セブン&アイ・ホールディングスの鈴木敏文氏が5月に会長兼CEOを退き、名誉顧問に就任した。そんな鈴木氏を直撃、これまでの流通人生、そしてグループの将来について聞いた。(「週刊ダイヤモンド」編集部 大矢博之、田島靖久)
──名誉顧問となり、本社から新しいオフィス(ホテルニューオータニ・オフィス棟)に移りました。仕事のペースは変わりましたか。
今のところ、これまでよりも忙しいくらいですよ(笑)。取引先をはじめとする付き合いのある人たちが、あいさつに来たりしているから。朝はだいたい午前8時半に来ているし、夜はお客さんがいなければ早く帰るけれど、生活自体はあまり変わっていませんね。
会社からの報告はある場合とない場合がありますよ。とはいえ、こちらから積極的に言うことはありません。
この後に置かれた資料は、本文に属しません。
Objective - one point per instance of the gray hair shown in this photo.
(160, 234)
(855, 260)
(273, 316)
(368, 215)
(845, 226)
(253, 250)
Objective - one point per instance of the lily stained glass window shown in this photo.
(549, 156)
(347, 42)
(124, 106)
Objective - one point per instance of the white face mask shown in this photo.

──新しいオフィスの場所は鈴木さんが決めたのですか。
いや、後藤(克弘副社長)とかが、「この場所はよさそうだからどうですか」と言うので決めました。どこでもよかったのですが、ホテルの方が何かと便利でしょう。
コンビニだって
変化に対応しないと駄目になりますよ
──会長を退き、流通業での人生に一区切りついた形です。振り返ってみていかがですか。
もともとマスコミ関係の仕事がしたくて、(出版物流商社の)トーハンに入社しました。そのうちテレビが登場し、プロダクションを作ってそっちの仕事をしようとスポンサーを探していたとき、イトーヨーカ堂が、「入社すればスポンサーになってもいいと言っている」と友人から言われたんです。
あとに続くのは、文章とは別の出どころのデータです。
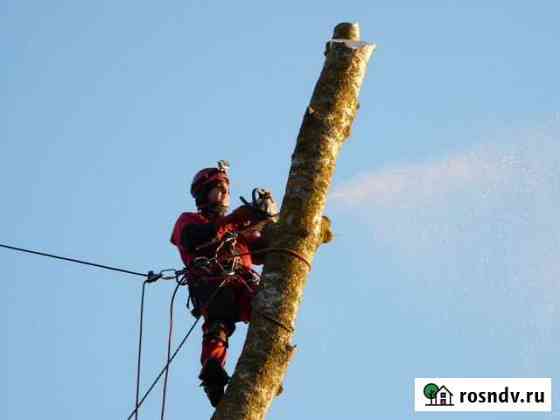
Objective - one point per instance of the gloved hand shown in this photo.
(263, 204)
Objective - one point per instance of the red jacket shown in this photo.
(193, 230)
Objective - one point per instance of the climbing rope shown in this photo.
(44, 254)
(170, 359)
(180, 282)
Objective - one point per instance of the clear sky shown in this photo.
(445, 200)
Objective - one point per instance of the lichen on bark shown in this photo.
(301, 227)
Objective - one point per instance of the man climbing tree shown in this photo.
(217, 251)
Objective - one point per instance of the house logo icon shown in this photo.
(438, 395)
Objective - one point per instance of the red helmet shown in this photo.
(209, 176)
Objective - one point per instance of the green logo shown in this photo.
(438, 395)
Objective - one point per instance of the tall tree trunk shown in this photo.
(326, 125)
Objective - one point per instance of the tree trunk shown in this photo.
(326, 125)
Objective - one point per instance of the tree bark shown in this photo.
(301, 228)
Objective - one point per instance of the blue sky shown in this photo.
(445, 199)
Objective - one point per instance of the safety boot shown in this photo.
(214, 378)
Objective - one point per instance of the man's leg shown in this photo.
(213, 358)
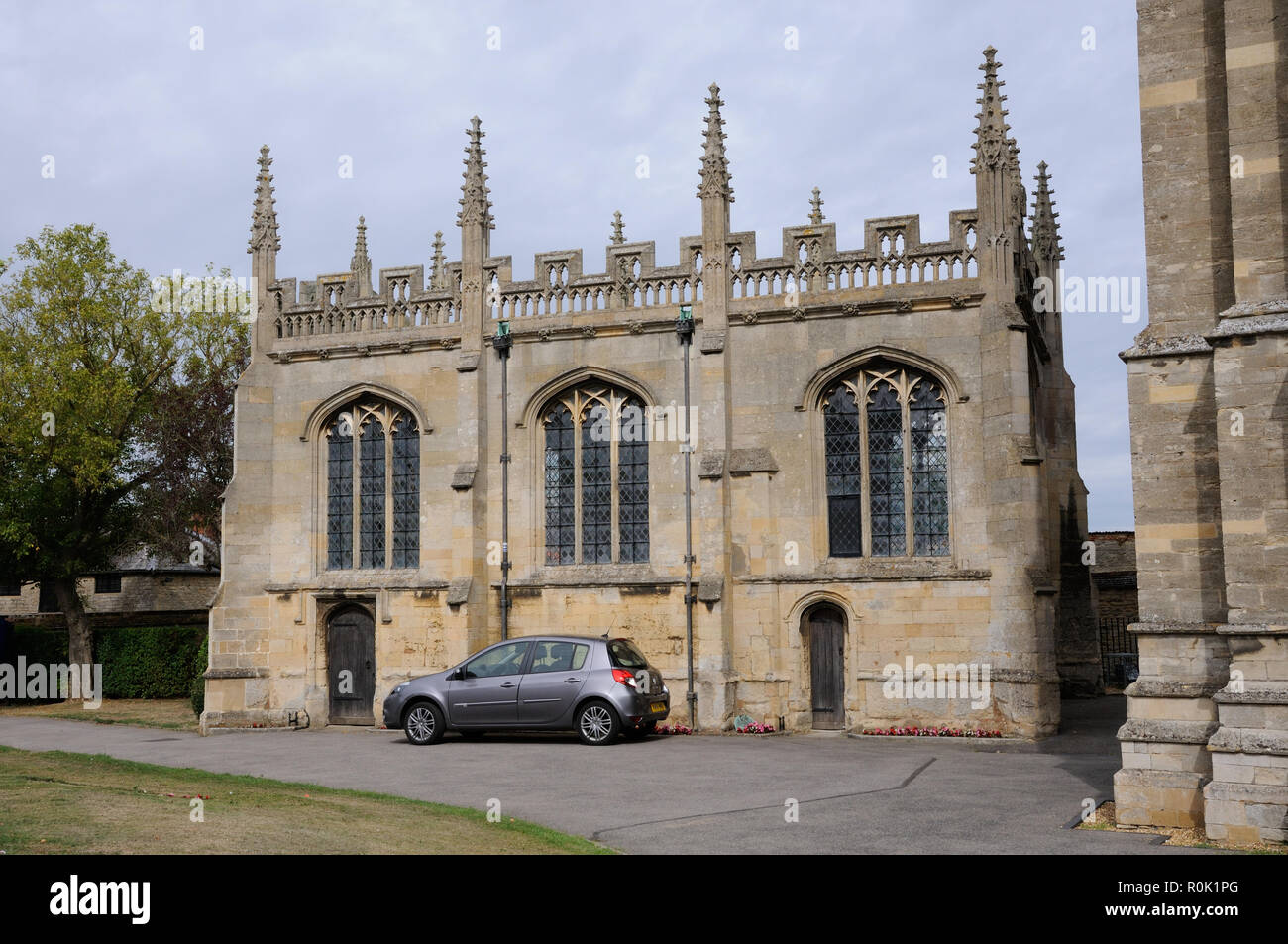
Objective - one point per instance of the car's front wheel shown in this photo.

当時のヨーカ堂は5店舗で、誰も知らないスーパーだったんですが転職しました。その後、いつスポンサーになってくれるのかと尋ねたら、「将来の話だ」と言われた。
トーハンを辞めるとき散々反対されたこともあって、「それ見たことか」と言われるのもしゃくに障るので、そのままいることにしました。いたらいたで何かしなくちゃ気が済まない性格なので、改革や新しい仕事に取り組みましたね。
──何かを残さなければという思いがあったのですか。